As the year comes to an end, and the realities of living during a pandemic era settle in, advertising dollars spent in the first half of 2021 have seen an incredible 32% growth year over year to $130 billion. And according to a new report from Magna, a media investment and investment company, 2022 is poised to see an even bigger increase in U.S. ad spending, reaching over $300 billion.
How high will U.S. ad spending reach by the end of 2021?
Magna predicts U.S. media owner revenues will grow 23% in 2021 to $278 billion and 12% in 2022, when the market will surpass $300 billion for the first time. By the end of 2021, U.S. ad spending will be 24% higher than it was in 2019.
The recovery was across all major verticals and media types, as advertisers got back into the market after pausing during the COVID-19 pandemic, said Vincent Letang, EVP market intelligence at Magna.
“The rebound was much stronger than anyone expected,” he said. “Cases are up, but whether they are vaccinated or not, people are coming back to their pre-COVID lifestyles. This latest surge, so far, is not threatening to derail the economic recovery.”
Recovery was the most prominent with 50% growth rates in the retail, automotive and restaurant categories, which are starting to open back up. The finance and entertainment verticals have also experienced strong growth.
What media types have grown and will get larger?
Search and social media each grew by 49% year over year in the first half of 2021, while digital audio grew by 51% and digital video pure play by 68%. Growth was driven by large brands returning to the market as well as small businesses, which flocked online to keep their doors open when stores shut during the pandemic.

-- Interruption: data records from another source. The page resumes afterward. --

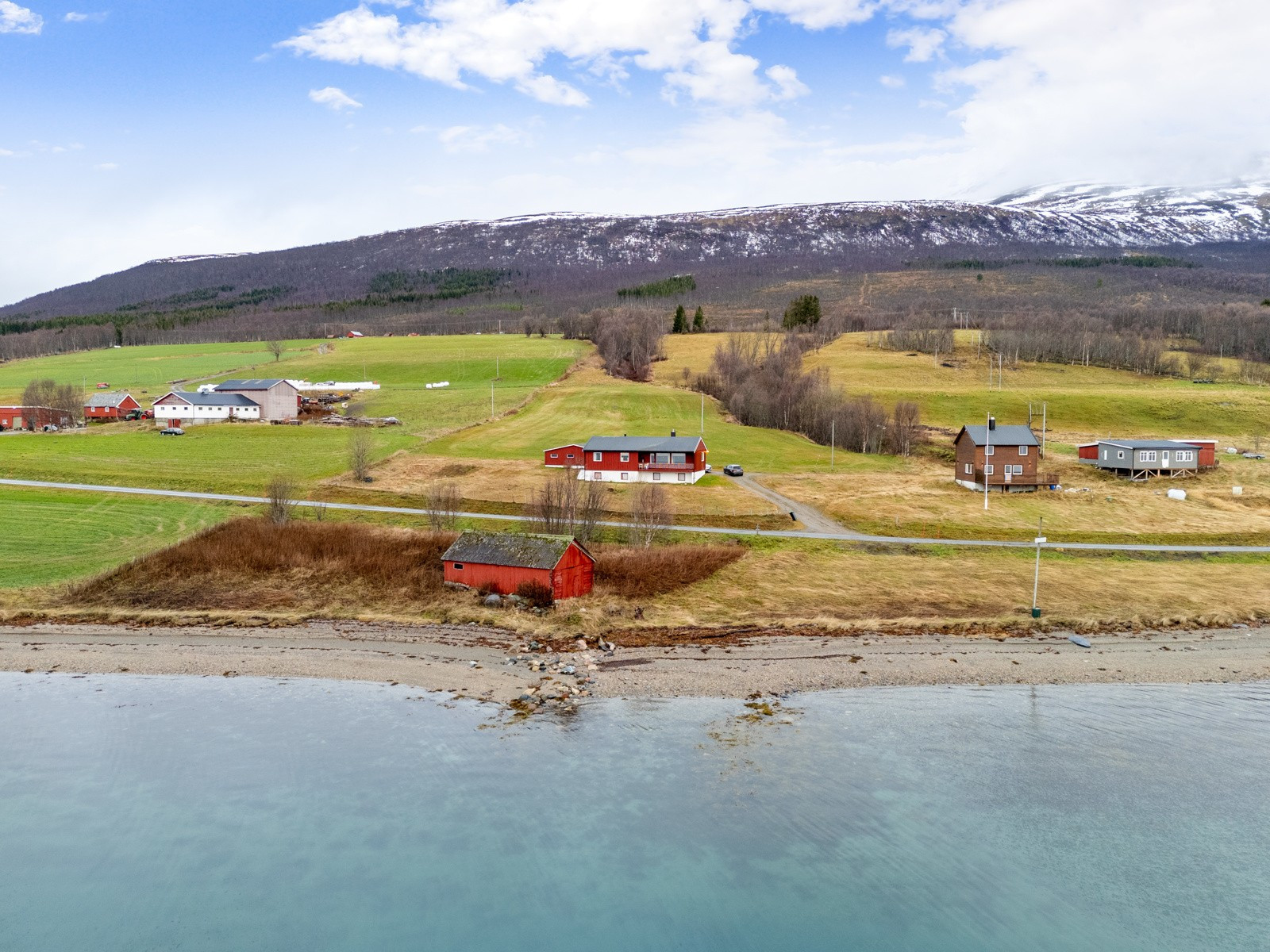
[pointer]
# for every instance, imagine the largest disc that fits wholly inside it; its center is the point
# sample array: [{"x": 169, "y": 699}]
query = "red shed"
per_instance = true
[
  {"x": 502, "y": 562},
  {"x": 568, "y": 456},
  {"x": 110, "y": 406}
]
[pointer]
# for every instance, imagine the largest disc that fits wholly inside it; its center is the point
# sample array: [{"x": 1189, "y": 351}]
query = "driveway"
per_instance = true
[{"x": 813, "y": 520}]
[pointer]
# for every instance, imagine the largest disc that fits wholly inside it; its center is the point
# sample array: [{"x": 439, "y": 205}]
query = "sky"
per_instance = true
[{"x": 133, "y": 130}]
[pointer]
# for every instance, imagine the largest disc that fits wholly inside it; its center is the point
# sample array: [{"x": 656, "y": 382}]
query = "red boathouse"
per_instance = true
[{"x": 502, "y": 562}]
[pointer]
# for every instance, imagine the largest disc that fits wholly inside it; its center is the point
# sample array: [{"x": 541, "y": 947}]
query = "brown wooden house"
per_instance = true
[{"x": 1005, "y": 459}]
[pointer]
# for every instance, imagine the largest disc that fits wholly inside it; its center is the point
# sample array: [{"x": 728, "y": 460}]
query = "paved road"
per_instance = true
[
  {"x": 705, "y": 530},
  {"x": 813, "y": 520}
]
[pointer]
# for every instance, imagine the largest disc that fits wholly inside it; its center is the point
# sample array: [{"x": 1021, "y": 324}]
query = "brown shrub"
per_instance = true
[
  {"x": 641, "y": 573},
  {"x": 254, "y": 564}
]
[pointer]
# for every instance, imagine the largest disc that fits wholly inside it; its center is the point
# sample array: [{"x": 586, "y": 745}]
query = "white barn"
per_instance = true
[{"x": 182, "y": 409}]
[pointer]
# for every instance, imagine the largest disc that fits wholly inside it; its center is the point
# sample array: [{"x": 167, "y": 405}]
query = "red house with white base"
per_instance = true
[
  {"x": 503, "y": 562},
  {"x": 634, "y": 459},
  {"x": 110, "y": 406}
]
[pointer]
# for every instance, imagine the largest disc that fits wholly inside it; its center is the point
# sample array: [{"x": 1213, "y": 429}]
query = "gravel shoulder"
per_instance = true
[{"x": 473, "y": 662}]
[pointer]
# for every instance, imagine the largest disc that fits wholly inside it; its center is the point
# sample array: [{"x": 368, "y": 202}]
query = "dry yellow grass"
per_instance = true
[
  {"x": 514, "y": 482},
  {"x": 921, "y": 501},
  {"x": 832, "y": 585}
]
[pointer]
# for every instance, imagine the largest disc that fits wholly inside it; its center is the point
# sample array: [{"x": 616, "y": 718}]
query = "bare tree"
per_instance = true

E‑commerce has been a huge driver of digital U.S. ad spending, as the pandemic “triggered an acceleration in underlying business, lifestyle and consumption trends” that are unlikely to revert back, Letang said. Media consumption habits, driven by the shift to streaming video and the rise of new social platforms such as TikTok, also drove the digital ad spend growth.
But traditional media wasn’t totally left behind, growing 11% year over year thanks in part to the Tokyo Olympics, which, despite a decline in ratings, brought in an incremental $800 million to $900 million for TV overall. For those selling traditional media, don’t forget that the Beijing Olympics are less than four months away and would also be a great opportunity for your advertisers.

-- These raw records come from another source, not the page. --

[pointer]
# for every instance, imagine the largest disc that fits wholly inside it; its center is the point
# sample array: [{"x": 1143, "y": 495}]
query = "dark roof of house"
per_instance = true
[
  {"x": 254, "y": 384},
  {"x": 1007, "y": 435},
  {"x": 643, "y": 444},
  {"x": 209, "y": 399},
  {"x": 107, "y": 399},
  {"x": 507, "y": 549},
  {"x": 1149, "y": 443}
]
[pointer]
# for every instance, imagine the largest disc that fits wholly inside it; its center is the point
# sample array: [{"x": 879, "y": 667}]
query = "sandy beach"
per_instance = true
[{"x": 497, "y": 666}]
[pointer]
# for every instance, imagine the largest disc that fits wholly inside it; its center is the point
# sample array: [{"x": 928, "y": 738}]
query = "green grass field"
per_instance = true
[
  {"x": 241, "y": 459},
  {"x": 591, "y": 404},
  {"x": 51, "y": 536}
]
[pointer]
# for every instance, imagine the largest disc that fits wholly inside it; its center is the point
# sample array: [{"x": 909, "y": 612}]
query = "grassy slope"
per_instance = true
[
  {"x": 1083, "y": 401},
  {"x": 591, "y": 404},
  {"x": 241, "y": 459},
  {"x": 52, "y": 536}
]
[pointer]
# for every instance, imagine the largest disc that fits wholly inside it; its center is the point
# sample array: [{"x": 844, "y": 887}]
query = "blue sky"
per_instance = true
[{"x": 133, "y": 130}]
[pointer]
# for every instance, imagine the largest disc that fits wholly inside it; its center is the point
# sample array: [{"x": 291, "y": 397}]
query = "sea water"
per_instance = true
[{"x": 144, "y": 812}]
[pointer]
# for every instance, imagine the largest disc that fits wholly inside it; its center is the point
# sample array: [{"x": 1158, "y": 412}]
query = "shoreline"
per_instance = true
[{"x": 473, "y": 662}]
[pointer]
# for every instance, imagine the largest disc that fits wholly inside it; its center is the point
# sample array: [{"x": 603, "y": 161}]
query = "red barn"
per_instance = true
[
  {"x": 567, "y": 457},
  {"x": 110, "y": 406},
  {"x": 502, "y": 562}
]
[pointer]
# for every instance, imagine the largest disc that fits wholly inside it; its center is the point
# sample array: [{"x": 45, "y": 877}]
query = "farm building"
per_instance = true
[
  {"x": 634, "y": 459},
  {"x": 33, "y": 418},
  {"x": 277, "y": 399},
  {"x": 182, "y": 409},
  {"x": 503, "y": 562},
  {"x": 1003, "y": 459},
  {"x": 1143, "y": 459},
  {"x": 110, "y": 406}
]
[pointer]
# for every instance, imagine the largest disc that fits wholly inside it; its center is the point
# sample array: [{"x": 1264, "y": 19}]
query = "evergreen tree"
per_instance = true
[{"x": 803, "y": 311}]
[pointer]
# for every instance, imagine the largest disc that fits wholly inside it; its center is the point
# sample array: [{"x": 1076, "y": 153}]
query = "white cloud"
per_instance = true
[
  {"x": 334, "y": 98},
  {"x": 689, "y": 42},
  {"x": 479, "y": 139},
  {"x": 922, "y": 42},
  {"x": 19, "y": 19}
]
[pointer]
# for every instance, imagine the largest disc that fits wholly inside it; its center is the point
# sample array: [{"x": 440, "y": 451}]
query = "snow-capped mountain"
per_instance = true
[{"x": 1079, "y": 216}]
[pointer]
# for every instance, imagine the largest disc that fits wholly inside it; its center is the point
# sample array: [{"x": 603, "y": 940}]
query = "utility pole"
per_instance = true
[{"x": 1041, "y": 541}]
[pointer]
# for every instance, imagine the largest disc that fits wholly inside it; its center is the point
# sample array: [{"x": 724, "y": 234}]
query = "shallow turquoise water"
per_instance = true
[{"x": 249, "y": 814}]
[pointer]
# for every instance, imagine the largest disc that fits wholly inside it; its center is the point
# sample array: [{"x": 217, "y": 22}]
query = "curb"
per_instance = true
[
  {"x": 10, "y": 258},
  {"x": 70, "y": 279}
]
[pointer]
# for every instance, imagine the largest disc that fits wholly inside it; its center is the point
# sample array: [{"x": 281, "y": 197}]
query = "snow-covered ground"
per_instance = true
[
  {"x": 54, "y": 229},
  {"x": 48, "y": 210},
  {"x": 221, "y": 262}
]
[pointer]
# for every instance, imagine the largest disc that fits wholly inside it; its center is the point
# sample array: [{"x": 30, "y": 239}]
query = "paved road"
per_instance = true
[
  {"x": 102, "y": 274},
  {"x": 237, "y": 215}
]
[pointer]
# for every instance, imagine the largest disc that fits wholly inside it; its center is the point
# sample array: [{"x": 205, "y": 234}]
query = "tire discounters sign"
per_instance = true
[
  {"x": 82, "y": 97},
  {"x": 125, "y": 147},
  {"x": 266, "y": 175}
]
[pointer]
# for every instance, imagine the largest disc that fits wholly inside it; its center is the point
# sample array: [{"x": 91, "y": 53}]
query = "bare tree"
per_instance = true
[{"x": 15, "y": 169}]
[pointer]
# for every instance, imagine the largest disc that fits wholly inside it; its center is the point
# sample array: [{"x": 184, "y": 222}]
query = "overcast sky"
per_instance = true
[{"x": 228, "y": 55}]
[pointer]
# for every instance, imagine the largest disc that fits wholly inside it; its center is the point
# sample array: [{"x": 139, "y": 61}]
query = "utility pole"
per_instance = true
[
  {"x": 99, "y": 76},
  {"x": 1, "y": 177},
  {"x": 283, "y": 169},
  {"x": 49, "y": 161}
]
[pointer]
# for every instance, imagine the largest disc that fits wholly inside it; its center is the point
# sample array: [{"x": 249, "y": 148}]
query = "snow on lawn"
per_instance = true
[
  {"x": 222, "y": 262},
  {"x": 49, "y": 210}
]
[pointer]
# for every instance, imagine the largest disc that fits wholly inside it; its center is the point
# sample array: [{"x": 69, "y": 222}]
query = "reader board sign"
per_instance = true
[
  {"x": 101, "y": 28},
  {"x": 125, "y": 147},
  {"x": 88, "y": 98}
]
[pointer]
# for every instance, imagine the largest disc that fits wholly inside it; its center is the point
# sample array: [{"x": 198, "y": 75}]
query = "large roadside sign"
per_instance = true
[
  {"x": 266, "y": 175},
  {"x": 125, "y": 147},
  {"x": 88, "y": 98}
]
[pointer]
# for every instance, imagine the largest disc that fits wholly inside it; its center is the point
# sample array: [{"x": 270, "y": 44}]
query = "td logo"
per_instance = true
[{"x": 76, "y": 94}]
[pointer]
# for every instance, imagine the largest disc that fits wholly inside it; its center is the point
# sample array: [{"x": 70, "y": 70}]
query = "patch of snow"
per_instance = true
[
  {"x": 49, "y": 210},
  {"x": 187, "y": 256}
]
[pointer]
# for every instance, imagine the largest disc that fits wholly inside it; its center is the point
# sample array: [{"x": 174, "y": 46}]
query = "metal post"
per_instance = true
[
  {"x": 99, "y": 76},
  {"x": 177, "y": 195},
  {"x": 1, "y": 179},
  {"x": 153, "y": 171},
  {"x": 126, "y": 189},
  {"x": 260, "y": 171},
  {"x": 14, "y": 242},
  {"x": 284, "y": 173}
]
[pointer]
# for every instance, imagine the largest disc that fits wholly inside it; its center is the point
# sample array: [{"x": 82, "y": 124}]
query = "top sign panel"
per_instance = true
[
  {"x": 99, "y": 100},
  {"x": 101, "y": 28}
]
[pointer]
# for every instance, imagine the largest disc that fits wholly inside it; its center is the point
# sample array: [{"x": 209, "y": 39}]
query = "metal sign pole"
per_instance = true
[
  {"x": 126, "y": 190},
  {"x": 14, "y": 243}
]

Overall, digital is driving much of video’s growth. Cross-platform video grew 20% in the first half of this year, with broadcast media jumping 10%. Meanwhile, spend against ad-supported video on demand on channels such as Hulu grew 41%, and spend against pure-play digital video platforms such as YouTube grew 68% year over year.
Digital is also driving U.S. ad spending growth in audio and out of home, which grew 29% and 2%, respectively, year over year.
What should your advertisers be doing?
Your advertisers will want to be shifting their focus towards digital more now than ever. Whether that be social media, search, mobile, or e‑mail, your clients need to stay ahead of where the U.S. ad spending is headed. And you should emphasize the reach of the digital media formats you sell. A great resource for you is AdMall, powered by SalesFuel. Using our newly refreshed Digital Audit tool will help show your clients where they can improve digitally and ensure their online presence is reaching the right people.
Now that there’s data showing U.S. ad spending is only going to reach new heights in the coming years, your advertisers shouldn’t be afraid to devote resources they normally wouldn’t in the past.